Minha mãe conta que quando
criança eu afirmava, cheia da confiança e da tranquilidade tão comuns aos piamente
crentes em suas capacidades, que quando eu crescesse seria uma cientista. Não que
eu amasse as ciências, nunca me interessei muito por elas. A verdade é que esta
era a maneira mais prática por mim imaginada para resolver o maior dos
problemas, a única coisa que poderia me assombrar. Eu seria cientista, e como
tal inventaria uma pílula que não deixaria ninguém morrer. Assim, sem motivos
para medos, resolvia-se feito passe de mágica o maior dos medos de toda criança
por mim – a morte de dos pais.
Os medos de criança passam, e
isso dá-nos pena quando somos adultos porque então também somem as mágicas
soluções. Os meus medos incluíam uma eminente guerra atômica, a perda dos meus
pais e a possibilidade de um dia topar de frente com um urso ou um leão (apesar
de saber que leões e ursos em São Paulo eram vistos apenas no zoológico. Vai
entender?!). Por motivos que desconheço, talvez por uma criação cheia de amor e
liberdade para brincar ou porque sempre foi característica minha sentir-me
segura e certa sobre tudo que penso, (defeito e/ou qualidade que persiste até
os dias de hoje), para todas estas mazelas havia uma solução por mim pensada e
repensada, tida como certa e infalível. E sem mais nem menos, eu cresci
tranquila e feliz.
Depois, durante um bom tempo da
vida não há muito tempo para medos. Chega a adolescência e há tanto a sentir, a
descobrir; tanto a fazer que não nos sobra tempo para pensarmos muito nos
outros. E pela vida vamos esquecendo um pouco de nossos pais, esquecemos a
família, esquecemos os medos e queremos simples e unicamente viver tudo. Somos os
malandros que sabem de tudo e querem tudo. Tudo e muito mais.
Pois, não é que Deus, o mais sábio
dos malandros, fez o Mundo redondo em tom de ironia e de propósito. E por sua
redondeza não há como evitar: o Mundo dá voltas e nós nele somos levados, meio
que por acaso e um pouco a contra gosto, para o ponto de partida.
E nesse ponto da vida, no momento
em que vemos tudo o que passou de frente, entendemos que a infância não está
tão distante de nós como parecia. De repente, não mais do que de repente como
nos ensina o poeta, queremos mesmo é ser criança e poder voltar pra casa dos
pais. Queremos ter colo todo santo dia, ver a mãe da gente a preparar-nos o
café da manhã e o pai, dono de toda a autoridade do Mundo, a dizer-nos não. “Não
porque não e ponto final.”, assim o meu pai dizia em alto e bom tom.

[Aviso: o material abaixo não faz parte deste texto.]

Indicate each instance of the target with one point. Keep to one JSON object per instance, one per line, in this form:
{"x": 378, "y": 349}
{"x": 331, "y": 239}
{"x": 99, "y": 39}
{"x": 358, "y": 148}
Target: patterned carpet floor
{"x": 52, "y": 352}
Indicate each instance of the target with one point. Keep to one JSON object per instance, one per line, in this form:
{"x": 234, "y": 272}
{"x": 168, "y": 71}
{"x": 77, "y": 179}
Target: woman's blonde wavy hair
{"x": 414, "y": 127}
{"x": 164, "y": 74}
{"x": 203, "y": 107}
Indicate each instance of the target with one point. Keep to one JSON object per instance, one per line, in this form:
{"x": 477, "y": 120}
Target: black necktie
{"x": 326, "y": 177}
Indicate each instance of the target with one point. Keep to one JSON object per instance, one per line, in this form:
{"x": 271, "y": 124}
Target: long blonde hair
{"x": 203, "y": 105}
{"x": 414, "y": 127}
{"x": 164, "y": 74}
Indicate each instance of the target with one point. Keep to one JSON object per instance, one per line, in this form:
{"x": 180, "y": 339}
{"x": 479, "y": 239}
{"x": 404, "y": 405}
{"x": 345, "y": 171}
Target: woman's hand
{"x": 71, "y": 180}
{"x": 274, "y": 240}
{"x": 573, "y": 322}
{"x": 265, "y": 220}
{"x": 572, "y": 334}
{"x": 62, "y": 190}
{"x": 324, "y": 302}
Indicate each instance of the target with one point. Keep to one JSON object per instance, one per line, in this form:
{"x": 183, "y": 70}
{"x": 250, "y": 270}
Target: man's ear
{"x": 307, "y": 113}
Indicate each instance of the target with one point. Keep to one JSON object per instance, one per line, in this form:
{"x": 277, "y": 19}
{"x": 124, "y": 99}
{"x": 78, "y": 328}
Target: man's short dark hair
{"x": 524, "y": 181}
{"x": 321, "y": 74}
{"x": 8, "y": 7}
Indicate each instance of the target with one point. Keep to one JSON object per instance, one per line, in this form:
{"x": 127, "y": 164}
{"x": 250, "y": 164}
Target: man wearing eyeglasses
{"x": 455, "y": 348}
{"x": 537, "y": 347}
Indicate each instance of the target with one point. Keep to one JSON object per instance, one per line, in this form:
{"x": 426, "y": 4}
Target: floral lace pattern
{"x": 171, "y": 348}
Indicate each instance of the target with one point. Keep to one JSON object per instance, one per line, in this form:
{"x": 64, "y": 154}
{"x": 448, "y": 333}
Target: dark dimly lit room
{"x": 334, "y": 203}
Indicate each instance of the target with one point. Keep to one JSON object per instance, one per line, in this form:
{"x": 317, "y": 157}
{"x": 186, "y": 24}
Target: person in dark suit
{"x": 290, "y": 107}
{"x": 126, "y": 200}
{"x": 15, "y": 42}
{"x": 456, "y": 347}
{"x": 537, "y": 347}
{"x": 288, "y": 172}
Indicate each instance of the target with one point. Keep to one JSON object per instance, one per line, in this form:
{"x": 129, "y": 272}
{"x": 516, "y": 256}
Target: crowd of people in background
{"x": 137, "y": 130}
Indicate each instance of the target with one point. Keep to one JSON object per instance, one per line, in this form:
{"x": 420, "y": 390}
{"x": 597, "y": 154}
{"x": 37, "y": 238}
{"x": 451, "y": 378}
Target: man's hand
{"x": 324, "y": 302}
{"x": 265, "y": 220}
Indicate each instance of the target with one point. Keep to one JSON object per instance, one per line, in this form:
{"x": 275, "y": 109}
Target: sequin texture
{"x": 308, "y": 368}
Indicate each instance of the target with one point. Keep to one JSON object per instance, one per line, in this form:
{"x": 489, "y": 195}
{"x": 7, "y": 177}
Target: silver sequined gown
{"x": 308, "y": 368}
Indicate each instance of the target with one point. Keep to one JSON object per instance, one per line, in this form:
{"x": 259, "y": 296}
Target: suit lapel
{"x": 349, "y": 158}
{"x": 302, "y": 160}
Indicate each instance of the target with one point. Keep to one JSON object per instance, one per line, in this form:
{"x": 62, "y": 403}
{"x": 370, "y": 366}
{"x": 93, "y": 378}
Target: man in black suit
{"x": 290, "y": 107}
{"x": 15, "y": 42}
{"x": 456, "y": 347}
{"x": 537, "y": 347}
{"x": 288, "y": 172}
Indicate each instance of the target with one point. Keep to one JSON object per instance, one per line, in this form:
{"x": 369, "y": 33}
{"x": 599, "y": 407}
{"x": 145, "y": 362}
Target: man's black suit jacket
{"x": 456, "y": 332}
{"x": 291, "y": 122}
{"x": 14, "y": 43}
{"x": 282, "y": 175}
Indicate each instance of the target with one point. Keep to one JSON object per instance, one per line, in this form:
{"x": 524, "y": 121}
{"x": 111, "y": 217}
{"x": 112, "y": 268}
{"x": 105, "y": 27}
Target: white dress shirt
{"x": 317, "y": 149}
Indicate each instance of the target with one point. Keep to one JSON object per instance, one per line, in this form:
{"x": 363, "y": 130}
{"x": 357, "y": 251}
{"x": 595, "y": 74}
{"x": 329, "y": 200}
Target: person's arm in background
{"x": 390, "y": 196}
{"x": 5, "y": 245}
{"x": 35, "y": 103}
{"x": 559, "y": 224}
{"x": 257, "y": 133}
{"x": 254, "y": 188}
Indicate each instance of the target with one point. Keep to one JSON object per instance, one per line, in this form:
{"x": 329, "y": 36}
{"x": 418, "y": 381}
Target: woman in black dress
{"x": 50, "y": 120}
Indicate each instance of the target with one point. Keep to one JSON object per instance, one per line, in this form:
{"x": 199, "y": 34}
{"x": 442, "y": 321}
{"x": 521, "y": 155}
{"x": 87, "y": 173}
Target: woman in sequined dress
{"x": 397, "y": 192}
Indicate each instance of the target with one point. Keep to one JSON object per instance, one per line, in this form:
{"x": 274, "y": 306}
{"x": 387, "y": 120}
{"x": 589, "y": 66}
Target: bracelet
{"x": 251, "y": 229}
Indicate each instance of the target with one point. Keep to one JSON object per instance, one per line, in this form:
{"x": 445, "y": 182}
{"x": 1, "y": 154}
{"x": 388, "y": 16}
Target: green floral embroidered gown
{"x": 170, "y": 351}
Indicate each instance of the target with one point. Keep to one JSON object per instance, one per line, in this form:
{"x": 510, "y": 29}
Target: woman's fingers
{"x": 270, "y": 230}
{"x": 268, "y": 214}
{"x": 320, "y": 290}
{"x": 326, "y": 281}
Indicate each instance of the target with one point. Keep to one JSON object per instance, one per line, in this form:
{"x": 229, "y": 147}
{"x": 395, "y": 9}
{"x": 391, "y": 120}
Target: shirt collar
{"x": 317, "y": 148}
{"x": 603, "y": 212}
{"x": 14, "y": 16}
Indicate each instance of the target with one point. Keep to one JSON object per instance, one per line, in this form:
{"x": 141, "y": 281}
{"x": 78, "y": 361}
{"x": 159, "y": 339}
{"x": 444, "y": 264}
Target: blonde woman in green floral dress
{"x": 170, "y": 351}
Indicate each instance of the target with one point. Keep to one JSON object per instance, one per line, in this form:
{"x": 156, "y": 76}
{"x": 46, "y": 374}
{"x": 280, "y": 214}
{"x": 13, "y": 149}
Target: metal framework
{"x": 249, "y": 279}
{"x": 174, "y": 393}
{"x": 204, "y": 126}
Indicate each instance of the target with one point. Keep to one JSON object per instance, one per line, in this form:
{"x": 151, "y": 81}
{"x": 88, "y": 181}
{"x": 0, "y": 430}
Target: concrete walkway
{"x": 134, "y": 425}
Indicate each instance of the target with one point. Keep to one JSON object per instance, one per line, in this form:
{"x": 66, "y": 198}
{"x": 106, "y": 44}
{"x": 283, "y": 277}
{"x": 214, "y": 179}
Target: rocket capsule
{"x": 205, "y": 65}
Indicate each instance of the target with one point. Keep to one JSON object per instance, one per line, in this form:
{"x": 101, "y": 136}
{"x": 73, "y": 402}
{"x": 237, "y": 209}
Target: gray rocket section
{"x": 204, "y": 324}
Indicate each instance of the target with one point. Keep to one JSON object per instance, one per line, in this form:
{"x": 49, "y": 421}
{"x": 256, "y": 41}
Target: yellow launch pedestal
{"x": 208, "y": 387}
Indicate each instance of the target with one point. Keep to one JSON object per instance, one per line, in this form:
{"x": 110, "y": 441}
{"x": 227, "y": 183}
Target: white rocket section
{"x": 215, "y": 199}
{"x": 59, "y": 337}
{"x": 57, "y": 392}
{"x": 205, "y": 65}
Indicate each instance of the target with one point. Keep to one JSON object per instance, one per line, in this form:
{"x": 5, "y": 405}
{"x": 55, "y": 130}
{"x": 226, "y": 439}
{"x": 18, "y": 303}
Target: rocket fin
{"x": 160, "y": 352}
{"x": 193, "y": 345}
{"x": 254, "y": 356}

Pois 2, eu, por aqui, ando com
uma saudade avassaladora das minhas soluções e certezas de menina porque o tempo
passou, e porque hoje eu sei que não há pílula no mundo que evite a morte. Não há
como para-la. E sinto pena, pena de mim, de todos nós que não temos mais as
mágicas soluções de meninos e meninas à mão. Agora, menos do que na infância, e
muito menos ainda do que na adolescia sinto-me pronta para a perda de meus
pais, dos velhos tios, de alguns amigos. Por estes dias o que eu mais queria
era poder ser cientista mais uma vez, uma cientista capaz de inventar tudo o
que o coração mandar.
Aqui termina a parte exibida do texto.